There are a few that nevertheless translate with some of the intended zest. I mentioned the parking ticket, and the great strength here is the chemistry between Sellers and Milligan. The former may as well be talking to himself during most of the picture, but he’s clearly engaged by his old comrade in comedy here. Then there’s Brunner in drag; it isn’t a good scene for any reason relevant to The Magic Christian’s content, but it’s still quite mesmerising (the final reveal/removal of the wig is a mistake though, letting the air out of the balloon).
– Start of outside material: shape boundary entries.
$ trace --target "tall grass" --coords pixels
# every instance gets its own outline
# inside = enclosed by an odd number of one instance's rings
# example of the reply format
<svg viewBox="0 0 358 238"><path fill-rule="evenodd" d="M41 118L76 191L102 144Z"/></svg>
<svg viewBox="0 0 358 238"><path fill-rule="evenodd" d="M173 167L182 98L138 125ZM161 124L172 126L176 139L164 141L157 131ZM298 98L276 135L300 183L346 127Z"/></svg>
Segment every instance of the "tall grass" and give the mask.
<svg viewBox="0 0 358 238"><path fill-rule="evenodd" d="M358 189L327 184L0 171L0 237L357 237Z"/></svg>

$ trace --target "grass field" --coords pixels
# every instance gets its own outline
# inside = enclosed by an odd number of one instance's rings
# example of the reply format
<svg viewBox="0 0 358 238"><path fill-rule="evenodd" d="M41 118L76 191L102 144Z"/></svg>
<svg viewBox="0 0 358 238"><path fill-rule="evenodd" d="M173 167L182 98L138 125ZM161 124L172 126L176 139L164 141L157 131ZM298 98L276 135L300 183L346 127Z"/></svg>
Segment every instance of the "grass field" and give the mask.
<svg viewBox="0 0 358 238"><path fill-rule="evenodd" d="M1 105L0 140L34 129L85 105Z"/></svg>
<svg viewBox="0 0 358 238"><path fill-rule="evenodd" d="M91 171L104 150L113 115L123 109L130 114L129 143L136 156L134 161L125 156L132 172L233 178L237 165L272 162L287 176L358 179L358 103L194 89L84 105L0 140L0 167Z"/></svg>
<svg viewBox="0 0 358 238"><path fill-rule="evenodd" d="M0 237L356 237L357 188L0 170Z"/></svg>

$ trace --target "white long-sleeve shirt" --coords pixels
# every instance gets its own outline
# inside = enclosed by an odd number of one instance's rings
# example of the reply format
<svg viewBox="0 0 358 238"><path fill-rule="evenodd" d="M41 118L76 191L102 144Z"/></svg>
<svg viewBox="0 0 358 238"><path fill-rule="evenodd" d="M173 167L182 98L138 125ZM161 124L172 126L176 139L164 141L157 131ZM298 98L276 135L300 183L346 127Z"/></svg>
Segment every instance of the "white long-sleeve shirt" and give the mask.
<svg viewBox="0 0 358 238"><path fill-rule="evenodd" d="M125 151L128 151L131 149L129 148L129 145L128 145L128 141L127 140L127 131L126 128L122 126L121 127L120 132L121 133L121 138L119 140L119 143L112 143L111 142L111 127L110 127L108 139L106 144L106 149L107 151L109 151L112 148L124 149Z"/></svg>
Then there’s the art gallery. It’s curious that this scene of wilful desecration stands out so strongly, while so much else shuffles by aimlessly. There seems to be an actual statement here, but Southern strongly objected to it (Cleese and Chapman wrote the scene, along with the boat race bribe; the former appears in the former, the latter in the latter). I felt it went to the heart of a statement about misplaced values. But Southern considered it “the antithesis of what Guy Grand would do”:

They were tasteless scenes. Guy Grand never hurt anyone. He just deflated some monstrous egos and pretensions, but he would never slash a Rembrandt… Guy Grand would never do that. It was gratuitous destruction; wanton, irresponsible bullshit which had nothing to do with the character or the statement. It was very annoying. They shot the auction scene and agreed to take it out for a time, but it stayed in the final cut. Peter did come around to seeing it was tasteless.

I’m not sure quite what Southern thinks is tasteful (he’s the guy who came up with vat of shit and piss and blood after all, and the general premise of Candy). But the art gallery scene is the only one in The Magic Christian that actually carries some weight, which must count for something. Thunderclap Newman’s Something in the Air also does a good job of selling the ironic counterweights of sound and vision during the vat sequence, although it’s hardly up there with Patrick McGoohan’s use of All We Need is Love a few years earlier in The Prisoner finale Fall Out.

SouthernI’ve forgotten who came up with the specific idea of having one of the Beatles as Guy Grand’s son, Youngman Grand, but I was willing to try it.

If Sellers’ Sir Guy is a curiously detached presence, the addition of an adopted son in the form of Ringo feels like an outright non sequitur. In theory, it might have held some thematic resonance – perhaps along the lines of the bet in Trading Places – with Guy Grand’s overriding view that everyone has their price. Yet Guy doesn’t even seem inclined to test this with Youngman (because he is destitute and has nothing? But that’s no indication of character per se).

 

Southern tells that “the producers wanted to get what they called some extra box-office appeal” and seems to have been quite happy to comply with the demand of an additional character. Maybe that’s because Youngman makes negligible difference to the proceedings, mostly standing next to Sir Guy, looking rather Beatle-ish (you know, because he is one) and occasionally offering a word of agreement or even a low-grade quip. Basically, Ringo’s a passenger in his own star vehicle.

If nothing else, there’s some fun to be had name spotting your way through The Magic Christian; Caroline Blakiston (The Avengers), Patrick Cargill, Wilfred Hyde-White, Roman Polanski, Hattie Jacques, John Le Mesurier, and even Michael Aspel and Alan Whicker cameo. Sellers really was calling in favours, unfortunately in vain as regards to boosting the overall quality. There’s also a piece of animation no one seems to have laid claim to, but I’m certainly not alone in instantly leaping to the “Gilliam!” conclusion.

Time Out’s Phil Hardy rightly called The Magic Christian “a variety concert of a film in which most of the jokes/acts fall flat”. He also suggested it was evidence of “the impasse independent mainstream filmmaking found itself in when given its head by the industry in the ’60s”. Now, of course, such free rein – and negligible quality – is the domain of Netflix.